We also evaluated the predictive value of the IPI and PIT scoring systems for transplant outcome in patients with PTCL. The prospective trials have shown conflicting results regarding the role of the IPI index. The IPI score did not provide a good discrimination between the risk groups prior to autoHCT in the current analysis, which is in line with the results of the both German and Spanish prospective multicenter trials [8, 18], but in contrast to the results of the Italian prospective study [26]. The PIT score initially proposed by Gallamini and coworkers for patients with PTCL-NOS was previously reported to be predictive for transplant outcome [8, 18, 19]. Although this model reliably delineated the combined intermediate–high- and high-risk group in the current analysis, it failed to discriminate well between low- and low–intermediate-risk categories. However, a simplified PIT provided a good discrimination between score 0–1 and score ≥2 risk group (p = 0.011), with 70 % of patients alive at 5 years in low-risk group, in contrast to 32 % in high-risk group.

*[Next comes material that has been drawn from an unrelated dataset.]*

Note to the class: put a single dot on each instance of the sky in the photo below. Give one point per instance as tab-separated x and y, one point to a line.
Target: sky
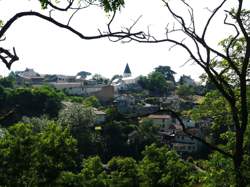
51	50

In conclusion, the treatment strategy for the patients with bone marrow involvement at diagnosis, who did not respond to induction chemotherapy, as well as for patients with PIT score ≥2 at diagnosis remains an area for further studies with newer treatment options, including RIC allogeneic HCT, since the results of HDT followed by autoHCT are poor in this setting. Despite the limitation of the retrospective study, like no intent-to-treat analysis, our results support the usefulness of the PIT in stratifying PTCL patients undergoing autoHCT in first remission and expanding the published experience may be useful in patient selection for autotransplant.